A very fit, athletic black man and his son (perhaps 8 years old) had decided that it didn't matter how many had already gotten into the queue - he'd chosen his and his son's spot. He proceeds to slip in behind me and directly in front of the Indian family. I could see the rather perturbed look on their faces at being disregarded so blatantly. The man himself just went on about his day, looking around thru sunglasses as if this was just the norm.
Now, I did what in this day and age can be considered very stupid and dangerous - but I couldn't help myself. I decided to confront another human being. I think it was the fact that these Indians looked so intimidated by this event that set me off. I've always hated bullies...in all of their shapes and sizes. I'm also very impulsive....I don't always think before speaking or acting.
"The end of the line's back there," I advised the guy.
His response can't be repeated here without getting creative.
Well, the finer memories of the next few minutes have faded with the passing of time, but I do remember some things much clearer than others.
- The guy was about as fit as Wesly Snipes, and just as intimdating to look at.
- He was ready and willing to fight me right then and there, and he let me know by shoving me several times.
- Thinking that if I engaged him, I would surely lose. If I didn't end up in a hospital, the day would be over regardless knowing the park's policy about people fighting: You fight, You go.
As he continued to goad me, I kept my back to him and my body in between him and my GF (who was terrified at this point). I scanned about for a security officer, but of course, there was none to be found. There was no way I was going to leave this line and leaving my GF near this guy, and I wasn't about to send her off on some easter egg hunt either. Nor was I going to chased from this line. The best thing I could think of turned out to be a miserable failure of a move in retrospect.
A kid of about maybe 19 was watching the queue, and he was the closest thing to authority I could find in the immediate area. I told him of everything that had gone down, including the physical challenging. The guy was standing right there as I relayed the story, doing so not as angry guest, but being very, very sardonic about it. Well, I can't really blame this poor kid for being scared (and believe you me - he was), but I do wish he'd at least had a radio. His solution was to actually have the guy step out of line for a few seconds while others passed. I'm actually amazed this guy agreed to it, but I was equally amazed at the "solution" to this problem.
As we got further and further in line away from the guy, the Indian family behind me thanked me for speaking up. That almost calmed the Neil Peart drum solo my heart was doing. My GF hugged me and thanked me for not getting into what would have been a very bad beating, I'm sure. Well, with this guy being allowed back in line, we'd inevitably passed each other as the queue zigged and zagged.

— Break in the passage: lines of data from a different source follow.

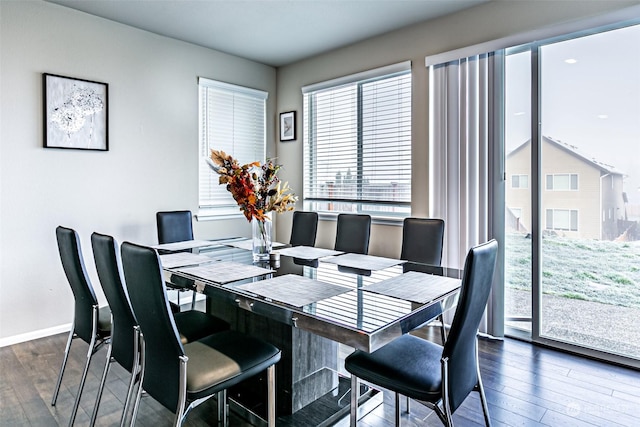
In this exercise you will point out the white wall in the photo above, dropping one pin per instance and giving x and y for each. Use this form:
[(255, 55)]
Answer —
[(490, 21), (151, 164)]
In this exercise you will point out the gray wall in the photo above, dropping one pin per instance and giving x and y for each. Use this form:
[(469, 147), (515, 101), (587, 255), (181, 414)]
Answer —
[(151, 164), (487, 22)]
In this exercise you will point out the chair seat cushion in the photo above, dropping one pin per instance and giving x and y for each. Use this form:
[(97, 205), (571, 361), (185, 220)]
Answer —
[(194, 324), (104, 321), (408, 365), (224, 359)]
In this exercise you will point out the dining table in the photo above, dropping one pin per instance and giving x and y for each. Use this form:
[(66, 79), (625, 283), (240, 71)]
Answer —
[(312, 303)]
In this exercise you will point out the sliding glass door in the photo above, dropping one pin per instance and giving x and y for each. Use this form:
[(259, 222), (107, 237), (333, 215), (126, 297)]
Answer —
[(572, 217)]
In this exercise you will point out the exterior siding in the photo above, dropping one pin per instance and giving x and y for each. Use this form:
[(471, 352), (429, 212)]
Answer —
[(598, 198)]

"Happy now, **ss*?" he asked, actually bearing a toothy grin.
Not to be outdone (again without thinking), I returned the grin. "Yup. Thanks for asking!"
I then overheard him muttering to his eight year old son not to "grow up to be a **ss*. Suberb parenting there, Chief!
It was a weird sort of justice in that he was made to wait roughly the equivalent of people he'd cheated out of line, but in my head, he should have been booted the second he'd took physical action against another guest. Sure, I could have followed up on this by having one of the cast members call for an officer to meet us at the exit, but my GF was celebrating a birthday that day.
I just didn't have the heart to stir the waters any more than had been done. I wanted to salvage what was left.
I kicked that guy's *** several different times during the drive home in my imagination.